Froch v Groves II – Postscript

By John Wight - 06/02/2014 - Comments

Someone once described boxing as show business with blood. Joe Frazier’s take on it was perhaps more to the point. “Boxing is the only sport where you can get your brain shook, your money took, and your name in the undertaker book.”

How to place boxing as a sport in the second decade of the 21st century? Whenever we take a measure of ourselves and society today the word civilized automatically springs to mind – and yet, interrupting this smug belief in our own sophistication, up pops a sport like boxing to remind us of the uncomfortable truth that barbarism still has its place.

When Carl Froch and George Groves made their way to the ring at Wembley Stadium, prior to their much anticipated rematch, accompanied by a wall of noise generated by 80,000 fans, you could just picture the horror on the faces of those for whom progress is synonymous with sterility. The primitive and raw nature of boxing defies centuries of enlightenment and technological advance. It anchors us to our baser instincts, to a time when strength, determination, and a capacity for brutality were key when it came to determining success or failure in life.

The bad blood that existed between both fighters leading up to the fight fed a growing need for the showdown when it finally arrived. They had both put themselves through hell in the build up, fuelled by an unquenchable anger that was tinged, no doubt, with moments of fear and trepidation as the calendar moved inexorably towards this one night, when it would be fists rather than words doing the talking.

Putting everything on the line in front of a seething mass of humanity – some supporting you, others baying for your blood – can be described as many things, but civilized is not one of them. Comparisons with ancient Rome and the Coliseum immediately come to mind, reminding us that bread and circuses is still with us. Perhaps more significantly, in 2014, is the inescapable feeling that being part of such a huge crowd to witness two men engaging in unarmed combat is akin to witnessing evolution in reverse.

While the first fight between Carl Froch and George Groves may have ended in controversy, the second fight ended conclusively when Froch’s right hand made a flush connection with Groves’ chin in the 8th round to knock him out.

Groves had spent the best part of a year – from before their first fight in November 2013 up to the rematch on May 31, 2014 – goading, ridiculing, and taunting the four time world champion. For a champion with a fierce sense of pride, such as Carl Froch, it would have served to undermine and chip away at the foundation of self belief and respect assiduously built upon the dozen years he’d spent fighting as a professional. His rise to the top of the sport had not been smooth or easy. For years he had trained and fought for very little money in modest venues around the country. Even after becoming world champion, which he did for the first time in 2008 when he defeated Canada’s Jean Pascal in 2008 to claim the then vacant WBC super middleweight title, rewards and recognition continued to elude him.

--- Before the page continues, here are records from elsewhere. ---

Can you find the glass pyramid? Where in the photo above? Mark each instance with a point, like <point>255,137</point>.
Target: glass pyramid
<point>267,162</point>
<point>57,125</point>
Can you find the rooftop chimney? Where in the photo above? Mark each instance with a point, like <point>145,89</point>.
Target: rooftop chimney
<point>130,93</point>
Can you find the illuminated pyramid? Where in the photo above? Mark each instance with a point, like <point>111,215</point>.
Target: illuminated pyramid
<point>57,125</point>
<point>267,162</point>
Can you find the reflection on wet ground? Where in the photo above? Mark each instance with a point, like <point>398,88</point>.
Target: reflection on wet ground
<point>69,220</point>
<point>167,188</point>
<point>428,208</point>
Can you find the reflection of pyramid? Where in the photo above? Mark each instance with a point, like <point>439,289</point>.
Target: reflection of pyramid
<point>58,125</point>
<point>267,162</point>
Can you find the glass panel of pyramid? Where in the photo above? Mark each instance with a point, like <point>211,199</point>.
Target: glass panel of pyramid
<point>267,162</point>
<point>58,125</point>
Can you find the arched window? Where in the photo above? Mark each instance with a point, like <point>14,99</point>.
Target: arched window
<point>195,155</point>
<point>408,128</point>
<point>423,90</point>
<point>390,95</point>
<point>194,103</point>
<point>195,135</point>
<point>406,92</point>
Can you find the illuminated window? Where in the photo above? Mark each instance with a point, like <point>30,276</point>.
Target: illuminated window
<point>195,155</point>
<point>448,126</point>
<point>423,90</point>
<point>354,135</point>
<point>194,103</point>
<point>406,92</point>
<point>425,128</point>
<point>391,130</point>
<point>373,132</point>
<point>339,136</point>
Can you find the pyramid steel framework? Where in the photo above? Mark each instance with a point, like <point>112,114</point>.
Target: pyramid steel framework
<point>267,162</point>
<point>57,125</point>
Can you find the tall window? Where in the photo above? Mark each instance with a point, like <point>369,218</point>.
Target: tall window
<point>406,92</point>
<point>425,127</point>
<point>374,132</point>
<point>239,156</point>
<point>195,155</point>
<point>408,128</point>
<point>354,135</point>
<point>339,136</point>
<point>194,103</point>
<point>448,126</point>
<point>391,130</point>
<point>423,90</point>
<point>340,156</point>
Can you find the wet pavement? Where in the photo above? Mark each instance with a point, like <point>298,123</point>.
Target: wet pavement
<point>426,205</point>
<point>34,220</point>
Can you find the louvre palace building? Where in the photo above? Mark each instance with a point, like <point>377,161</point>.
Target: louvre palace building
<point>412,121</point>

Thus when George Groves – ten years younger – stepped into Froch’s life just as the world champion was entitled to contemplate retiring amid the comforting embrace of respect, admiration, and plaudits for his undoubted achievements and worthy acclaim for taking on the very best time and again, it must have seemed that the gods had turned against him.

Carl Froch is a man who fights ugly in the ring, his style that of the artisan rather than the artist, but outside the ring exemplifies the word ‘noble’ in noble art. He carries himself with bearing and dignity – proud, you can tell, of being world champion in a sport which to him ennobles and elevates the human spirit rather than degrades it.

In the first fight, George Groves had emerged the moral victor if not the actual winner. He had walked to the ring to a chorus of boos and left being cheered to the rafters. The audacity and bravery of his performance in between those two points ensured that the praise he received was deserved. He dazzled on the night, serving up an ‘ass whupping’ for the first six rounds that the world champion must have recalled regularly and with a jarring sense of unease in the six months between that night in Manchester and the rematch in London.

Groves climbed into the ring at Wembley on the back of an an entrance which suggested that the fight was already won. Into the stadium he came on an open-top London bus, preceded by fireworks and the booming Shakespearian exhortation from Henry V, which ends with “Cry God for Harry, England, and St George!”

It was stirring stuff, but you couldn’t help thinking while listening to it that the challenger was overplaying his hand.

And so it proved. One punch, a right hand that had been teed up with a left hook, left George Groves slumped on his stool in the corner being fed oxygen, while in the centre of the ring Carl Froch stood soaking up the appreciation of 80,000 spectators, euphoria emanating from every pore along with the sweat which defines every fighter’s career.

It was a fitting end to an historic night and as exciting a spectacle you could hope to experience. If this is what passes for barbarism today, maybe there’s a case for suggesting we need more of it.